Your child’s pediatrician recommends therapy after a rough adjustment to the two-home schedule. You’re on board. Your co-parent isn’t. Now what?
This is one of the most common and least-discussed friction points in co-parenting. The custody agreement covers schedules and holidays in detail, but medical disagreements rarely get the same treatment.
What joint legal custody means for health care
Legal custody is separate from physical custody. Physical custody determines where the child lives and when. Legal custody determines who makes decisions about upbringing: medical care, education, and religion.
Most custody arrangements include joint legal custody, which means both parents have equal authority on major decisions. Neither parent can unilaterally authorize a surgery, enroll a child in long-term therapy, or change a medication regimen without the other’s knowledge.
This surprises a lot of primary caregivers. More day-to-day involvement doesn’t give you more medical authority. Both parents have the same legal standing, regardless of how parenting time is divided.
The line between routine and major decisions
Not every health choice requires a joint sign-off. The parent who has the child at the time can handle:
- Taking them to urgent care for a minor injury
- Filling a prescription that was already agreed upon
- Keeping a scheduled appointment for a routine checkup
- Making a call about over-the-counter treatment for a cold
Major decisions generally require consulting the other parent first. These include:
- Starting a new prescription medication (especially a psychiatric one)

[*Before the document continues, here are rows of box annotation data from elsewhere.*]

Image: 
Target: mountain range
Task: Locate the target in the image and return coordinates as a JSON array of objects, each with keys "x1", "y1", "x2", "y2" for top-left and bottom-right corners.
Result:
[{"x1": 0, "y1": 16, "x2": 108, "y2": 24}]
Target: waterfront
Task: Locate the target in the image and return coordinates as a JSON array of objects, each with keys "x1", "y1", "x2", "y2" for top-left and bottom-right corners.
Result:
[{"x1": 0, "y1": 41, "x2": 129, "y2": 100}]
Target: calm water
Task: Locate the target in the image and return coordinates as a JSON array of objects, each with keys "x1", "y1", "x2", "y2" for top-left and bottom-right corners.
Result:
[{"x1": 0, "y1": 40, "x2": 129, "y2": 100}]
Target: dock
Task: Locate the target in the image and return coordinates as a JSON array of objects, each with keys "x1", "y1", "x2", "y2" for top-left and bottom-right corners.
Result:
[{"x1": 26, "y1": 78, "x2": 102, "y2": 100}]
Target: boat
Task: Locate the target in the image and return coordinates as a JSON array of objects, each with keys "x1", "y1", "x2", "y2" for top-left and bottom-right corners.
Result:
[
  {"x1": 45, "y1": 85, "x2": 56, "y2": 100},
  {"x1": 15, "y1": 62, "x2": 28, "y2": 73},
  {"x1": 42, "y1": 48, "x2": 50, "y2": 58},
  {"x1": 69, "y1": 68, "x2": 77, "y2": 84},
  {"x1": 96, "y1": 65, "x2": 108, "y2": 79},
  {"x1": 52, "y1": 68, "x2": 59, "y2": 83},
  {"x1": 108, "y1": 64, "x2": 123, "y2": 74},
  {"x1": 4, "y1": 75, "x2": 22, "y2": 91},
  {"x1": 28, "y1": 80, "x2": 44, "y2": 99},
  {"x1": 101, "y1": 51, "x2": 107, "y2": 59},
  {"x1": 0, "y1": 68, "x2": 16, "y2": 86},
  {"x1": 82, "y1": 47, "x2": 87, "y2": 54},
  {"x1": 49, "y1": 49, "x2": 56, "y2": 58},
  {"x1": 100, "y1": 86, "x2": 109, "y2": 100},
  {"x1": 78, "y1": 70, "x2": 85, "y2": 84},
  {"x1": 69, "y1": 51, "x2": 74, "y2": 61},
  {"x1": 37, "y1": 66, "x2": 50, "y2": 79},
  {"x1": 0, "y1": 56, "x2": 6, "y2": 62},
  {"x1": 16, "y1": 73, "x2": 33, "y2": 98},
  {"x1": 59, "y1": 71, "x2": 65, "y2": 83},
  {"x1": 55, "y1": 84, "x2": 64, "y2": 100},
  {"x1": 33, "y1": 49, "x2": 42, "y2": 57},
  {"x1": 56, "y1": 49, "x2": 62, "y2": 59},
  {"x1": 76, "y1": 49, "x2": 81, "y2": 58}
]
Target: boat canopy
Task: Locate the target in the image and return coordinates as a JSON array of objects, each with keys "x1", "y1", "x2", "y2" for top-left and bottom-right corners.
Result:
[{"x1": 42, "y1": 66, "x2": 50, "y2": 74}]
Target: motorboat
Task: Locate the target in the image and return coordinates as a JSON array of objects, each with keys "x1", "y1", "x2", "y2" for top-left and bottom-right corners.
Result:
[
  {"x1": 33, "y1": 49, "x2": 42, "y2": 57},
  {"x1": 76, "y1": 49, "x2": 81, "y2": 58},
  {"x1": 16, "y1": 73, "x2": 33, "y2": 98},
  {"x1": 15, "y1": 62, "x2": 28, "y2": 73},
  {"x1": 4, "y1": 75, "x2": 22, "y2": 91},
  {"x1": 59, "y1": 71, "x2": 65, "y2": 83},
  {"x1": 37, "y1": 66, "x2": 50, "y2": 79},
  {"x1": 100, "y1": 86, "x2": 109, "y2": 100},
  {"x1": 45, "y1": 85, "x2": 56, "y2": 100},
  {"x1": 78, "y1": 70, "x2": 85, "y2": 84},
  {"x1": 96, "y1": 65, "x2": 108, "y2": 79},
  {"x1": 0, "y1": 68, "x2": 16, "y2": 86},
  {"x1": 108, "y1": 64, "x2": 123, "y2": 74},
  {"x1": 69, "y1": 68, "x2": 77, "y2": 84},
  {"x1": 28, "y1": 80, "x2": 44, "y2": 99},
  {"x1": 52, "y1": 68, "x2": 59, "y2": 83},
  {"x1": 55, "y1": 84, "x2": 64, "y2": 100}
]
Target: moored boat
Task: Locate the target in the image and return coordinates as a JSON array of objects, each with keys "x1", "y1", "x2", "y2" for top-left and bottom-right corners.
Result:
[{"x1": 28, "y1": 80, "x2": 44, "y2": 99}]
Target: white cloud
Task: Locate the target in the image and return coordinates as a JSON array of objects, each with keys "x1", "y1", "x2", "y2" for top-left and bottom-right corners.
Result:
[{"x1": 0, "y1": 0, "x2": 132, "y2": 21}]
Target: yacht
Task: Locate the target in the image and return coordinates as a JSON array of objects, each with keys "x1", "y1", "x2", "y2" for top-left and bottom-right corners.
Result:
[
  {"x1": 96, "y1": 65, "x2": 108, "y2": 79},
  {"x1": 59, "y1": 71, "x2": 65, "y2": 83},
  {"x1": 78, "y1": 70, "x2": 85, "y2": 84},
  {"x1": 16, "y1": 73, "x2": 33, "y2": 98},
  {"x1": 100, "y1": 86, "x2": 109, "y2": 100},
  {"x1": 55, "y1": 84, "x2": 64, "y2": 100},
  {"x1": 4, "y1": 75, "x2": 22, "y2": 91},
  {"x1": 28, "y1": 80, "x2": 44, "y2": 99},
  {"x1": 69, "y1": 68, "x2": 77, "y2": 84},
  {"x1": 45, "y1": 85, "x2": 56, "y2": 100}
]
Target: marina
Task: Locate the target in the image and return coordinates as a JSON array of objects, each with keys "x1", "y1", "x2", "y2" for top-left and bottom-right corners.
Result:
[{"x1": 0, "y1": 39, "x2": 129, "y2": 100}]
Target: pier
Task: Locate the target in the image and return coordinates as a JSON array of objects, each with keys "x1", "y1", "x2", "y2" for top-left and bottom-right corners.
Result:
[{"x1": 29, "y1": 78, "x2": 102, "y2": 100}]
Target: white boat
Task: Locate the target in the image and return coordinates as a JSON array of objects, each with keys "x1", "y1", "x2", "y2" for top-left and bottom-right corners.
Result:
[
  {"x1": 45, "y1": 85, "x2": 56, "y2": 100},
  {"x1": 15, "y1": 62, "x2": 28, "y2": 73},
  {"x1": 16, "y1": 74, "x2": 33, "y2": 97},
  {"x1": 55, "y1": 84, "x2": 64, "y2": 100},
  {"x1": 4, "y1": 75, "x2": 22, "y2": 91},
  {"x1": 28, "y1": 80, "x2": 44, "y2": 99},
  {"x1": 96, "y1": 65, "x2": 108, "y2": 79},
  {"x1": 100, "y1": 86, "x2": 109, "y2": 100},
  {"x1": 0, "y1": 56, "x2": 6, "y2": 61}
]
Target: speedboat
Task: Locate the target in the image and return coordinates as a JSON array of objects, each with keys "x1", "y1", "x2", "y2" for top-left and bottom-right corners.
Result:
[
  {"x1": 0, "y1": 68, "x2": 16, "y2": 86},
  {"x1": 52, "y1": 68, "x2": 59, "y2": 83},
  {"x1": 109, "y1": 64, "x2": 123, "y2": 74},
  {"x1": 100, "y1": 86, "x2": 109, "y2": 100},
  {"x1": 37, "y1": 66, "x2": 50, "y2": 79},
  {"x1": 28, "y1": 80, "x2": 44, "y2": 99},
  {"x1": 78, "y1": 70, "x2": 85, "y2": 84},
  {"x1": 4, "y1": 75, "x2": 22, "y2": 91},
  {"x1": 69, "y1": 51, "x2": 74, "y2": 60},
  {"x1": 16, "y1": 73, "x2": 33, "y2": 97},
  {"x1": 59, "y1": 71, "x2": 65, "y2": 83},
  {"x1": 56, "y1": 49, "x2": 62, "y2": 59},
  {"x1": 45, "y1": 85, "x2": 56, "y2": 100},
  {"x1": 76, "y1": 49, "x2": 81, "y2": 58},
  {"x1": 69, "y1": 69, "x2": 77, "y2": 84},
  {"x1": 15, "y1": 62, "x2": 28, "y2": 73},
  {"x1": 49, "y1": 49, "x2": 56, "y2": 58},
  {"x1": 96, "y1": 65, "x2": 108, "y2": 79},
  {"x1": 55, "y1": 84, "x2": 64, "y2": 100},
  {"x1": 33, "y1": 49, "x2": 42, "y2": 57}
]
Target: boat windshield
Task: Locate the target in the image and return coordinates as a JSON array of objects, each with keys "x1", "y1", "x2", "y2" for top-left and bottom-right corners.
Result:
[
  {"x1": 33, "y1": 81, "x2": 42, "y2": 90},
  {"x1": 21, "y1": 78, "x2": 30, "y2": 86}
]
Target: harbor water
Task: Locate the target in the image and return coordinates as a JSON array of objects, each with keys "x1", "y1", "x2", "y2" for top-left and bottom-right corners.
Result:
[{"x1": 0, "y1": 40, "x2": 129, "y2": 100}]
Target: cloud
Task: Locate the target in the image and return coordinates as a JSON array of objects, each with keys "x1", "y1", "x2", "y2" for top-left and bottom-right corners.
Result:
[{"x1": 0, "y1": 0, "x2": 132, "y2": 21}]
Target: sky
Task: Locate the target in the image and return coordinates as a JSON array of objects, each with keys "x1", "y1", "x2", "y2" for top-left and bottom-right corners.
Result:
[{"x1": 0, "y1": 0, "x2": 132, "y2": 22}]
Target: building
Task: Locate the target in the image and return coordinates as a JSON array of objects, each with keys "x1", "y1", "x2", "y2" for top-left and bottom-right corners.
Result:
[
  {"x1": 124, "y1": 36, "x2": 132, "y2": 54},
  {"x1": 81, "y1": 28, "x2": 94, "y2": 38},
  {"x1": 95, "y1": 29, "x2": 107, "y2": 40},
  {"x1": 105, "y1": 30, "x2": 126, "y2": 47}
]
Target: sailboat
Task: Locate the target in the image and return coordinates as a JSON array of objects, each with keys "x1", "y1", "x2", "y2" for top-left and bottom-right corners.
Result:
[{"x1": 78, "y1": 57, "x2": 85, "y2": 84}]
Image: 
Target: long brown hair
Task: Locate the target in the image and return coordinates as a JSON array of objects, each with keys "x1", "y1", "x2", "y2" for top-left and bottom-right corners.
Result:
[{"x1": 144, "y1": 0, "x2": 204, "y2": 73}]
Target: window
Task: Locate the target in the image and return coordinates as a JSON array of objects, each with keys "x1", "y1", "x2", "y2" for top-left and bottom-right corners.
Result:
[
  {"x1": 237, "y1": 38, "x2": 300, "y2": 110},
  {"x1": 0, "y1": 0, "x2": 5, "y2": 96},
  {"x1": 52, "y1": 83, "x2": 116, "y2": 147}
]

- Choosing a surgeon or approving an elective procedure
- Enrolling in therapy or switching therapists
- Making significant changes to an existing treatment plan
- Vaccinations that weren’t part of a prior agreement
Where exactly the line sits depends on your parenting plan, your state’s laws, and sometimes the pediatrician’s own judgment about what counts as significant.
Emergencies are different
When a child needs emergency care and the other parent isn’t reachable, you can and should act. Courts universally recognize that emergency medical treatment is a single-parent call. You can consent to anything required to protect the child’s life or prevent serious harm.
After the emergency, notify your co-parent as soon as possible. Most agreements require it, and they need to know what happened.
The decisions that cause the most fights
Medical disagreements between co-parents tend to cluster around a few issues:
Vaccines. Differing views on childhood vaccines are increasingly common. When co-parents disagree, courts typically defer to the mainstream medical consensus and the recommendation of the child’s pediatrician. A parent who can show the doctor supports vaccination is usually in a stronger position.
Therapy and mental health. One parent may see a therapist referral as necessary; the other may resist it as an overreaction or worry the therapist will take sides. Courts generally allow therapy when a qualified professional has recommended it.
ADHD and psychiatric medications. One parent may believe medication is essential; the other may oppose it on principle. A second opinion from an independent specialist can sometimes break the deadlock and demonstrates to the court that you tried to resolve it in good faith.
When one parent wants to pursue treatments outside mainstream medicine, the other can raise legitimate safety objections. Courts look closely at evidence of both benefit and risk, and they rarely approve anything a child’s doctor explicitly opposes.
When you can’t reach agreement
Try to resolve it directly first. Put your request in writing, reference the doctor’s specific recommendation, and give your co-parent time to respond. Keep a record of the exchange.
If direct communication isn’t working, most parenting plans require mediation before either parent goes to court. A mediator can’t make a binding decision, but can help both of you work through the actual objections rather than the surface argument.
If mediation fails, you can file with family court for a judicial determination. A judge applies the “best interests of the child” standard, which almost always means following the consensus recommendation of qualified medical professionals. The parent who documented efforts to consult and communicate is generally in a stronger position than one who didn’t.
Some courts appoint a parenting coordinator, a neutral third party with authority to make binding calls on specific disputes when parents are stuck. It’s a step below full litigation and often resolves things faster.
Keep records before it becomes a crisis
Don’t wait for a stalemate to start documenting. Get in the habit of:
- Sending appointment summaries in writing after each visit
- Sharing doctor’s notes or treatment recommendations with your co-parent directly
- Logging requests and responses, even when the answer is silence
- Asking the pediatrician to communicate with both parents
When medical decisions end up in front of a mediator or judge, what the record shows matters as much as what actually happened. A parent who can demonstrate they consistently kept the other informed and made good-faith efforts to reach agreement has much better standing than one who handled things on their own and explained it later.
Most medical disagreements between co-parents don’t have a villain. They have two people with different information, different fears, and the same kid in the middle. Treating it as a problem to document and escalate through proper channels, rather than a fight to win, usually leads to better outcomes for everyone.